Critics have had a lot to say about Lang's Mozart, not all of it kind, and you can see why. With a command of the piano that is phenomenal, Lang can make the instrument shout, whisper, dance, glide – do whatever he wants it to. What he doesn't seem to want it to do in his Mozart interpretations is respect the joyous pulse of the music. Lang's Mozart pauses, reflects, anguishes, whispers, broods, but seldom just gets on with it. The lack of a clear rhythmic through-line in the music was especially galling in the first concerto he performed, the wonderful and breezy G major (whose last movement is based on a theme Mozart borrowed from his pet bird, for goodness sakes). Nothing in Mozart is ever just pure fun, but this one comes close to it. Or should. On Saturday it didn't.

Lang's approach to Mozart was more effective in the second concerto, in C minor, an anguished, brooding piece of music in its own right. Here, Lang's take on the music seemed more in keeping with its true character (with the understanding that no one ever really knows what that is with the sly man-child from Salzburg). But as I was sitting in my seat, scribbling down all sorts of cavils and questions about Lang's playing in my little notebook, the heavens just opened up before me in musical perfection in the middle of the second movement of the C minor, the kind of moment we lovers of classical music live for. And I was reminded that keeping an open mind about matters musical is almost always a virtue. Rushing to judgment almost never is. The range of what works in classical music can be very wide indeed.

Some of that breadth was also on display this weekend as Tapestry New Opera presented their annual Tapestry Briefs concert, to a charmed and dedicated audience that numbered in the hundreds, rather than the thousands. But that didn't make the performances any less excellent, or exciting. Tapestry Briefs are 12 short operatic scenes that were created under pressure-cooker conditions in only 10 days in late August by teams of four composers and four lyricists, forced to work together and then change partners almost as fast as they could churn out a scene. Speed-dating meets high art. So, rather than the music we heard being 230 years old, as it was on Saturday, it was instead about three weeks old.

Thus the show these scenes made up had something of the spirit of a sketch-comedy/improv night, one tiny drama following another, on the widest range of topics.
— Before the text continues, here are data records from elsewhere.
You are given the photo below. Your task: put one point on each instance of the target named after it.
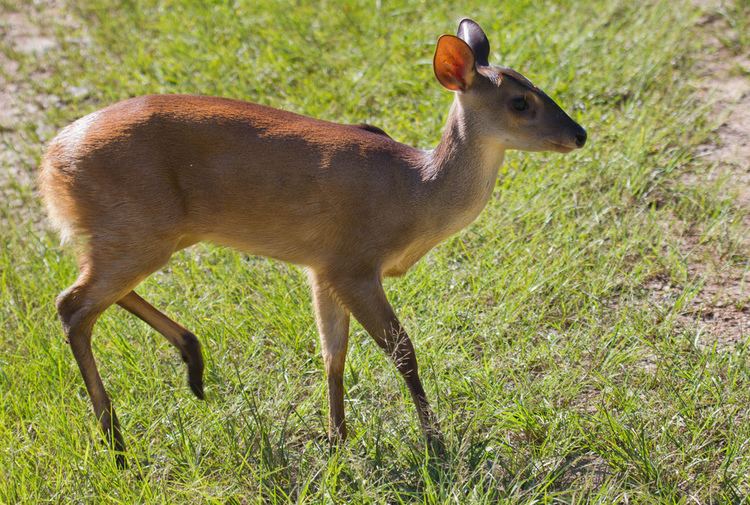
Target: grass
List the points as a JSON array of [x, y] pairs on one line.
[[557, 374]]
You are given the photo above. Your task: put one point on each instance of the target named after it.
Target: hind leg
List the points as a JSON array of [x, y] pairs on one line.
[[178, 336], [106, 276]]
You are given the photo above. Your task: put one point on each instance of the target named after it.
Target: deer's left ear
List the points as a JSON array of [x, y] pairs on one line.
[[454, 63], [470, 32]]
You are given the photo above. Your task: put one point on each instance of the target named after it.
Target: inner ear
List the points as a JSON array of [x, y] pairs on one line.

A woman frightened by an incubus she senses hiding in her bedroom wall, two women switched at birth mourning their common mother, three kids texting each other in hilarious fashion, a man with cancer trying to convince his son to kill him, a woman her husband suspects of murdering all his ex-girlfriends, who poisons him (the last played for comedy) and more. Scenes shifting abruptly, one to the next after two or three minutes of intensity.

And while many of the combinations of composer and lyricist worked well, the real stars of the show were the four singers who instantly, sometimes within 30 seconds, moved from one character to another. What great vocal actors all four were. None of them strangers to Tapestry or to the operatic scene in the city. Soprano Carla Huhtanen was especially poignant as a woman with fertility issues struggling to present a friend with a gift at a baby shower. Krisztina Szabo put her powerful mezzo to great effect several times, most dramatically as a hospital attendant who begs God to allow her to see Him, as her dying patients seem able to do (both scenes composed by Cecilia Livingston, to words by Julie Tepperman and Morris Panych respectively). Baritone Peter McGillivary, with great sensitivity, played the father begging his son to kill him (librettist David Yee, music again by Livingston), and tenor Keith Klassen was chilling as the interrogator in a scene out of Orwell's 1984 (lyrics Nicholas Billon, Christopher Thornborrow, composer).

What was interesting about the weekend was not how different the two musical experiences were, but how similar. The twenty- and thirtysomething artists Tapestry brought together were working in a tradition that Peter Oundjian, Lang Lang and Mozart would have recognized instantly. A tradition of creative musical imagination being brought to bear on the human condition. We saw two examples of that process in operation at two ends of the musical spectrum. Both worked just fine.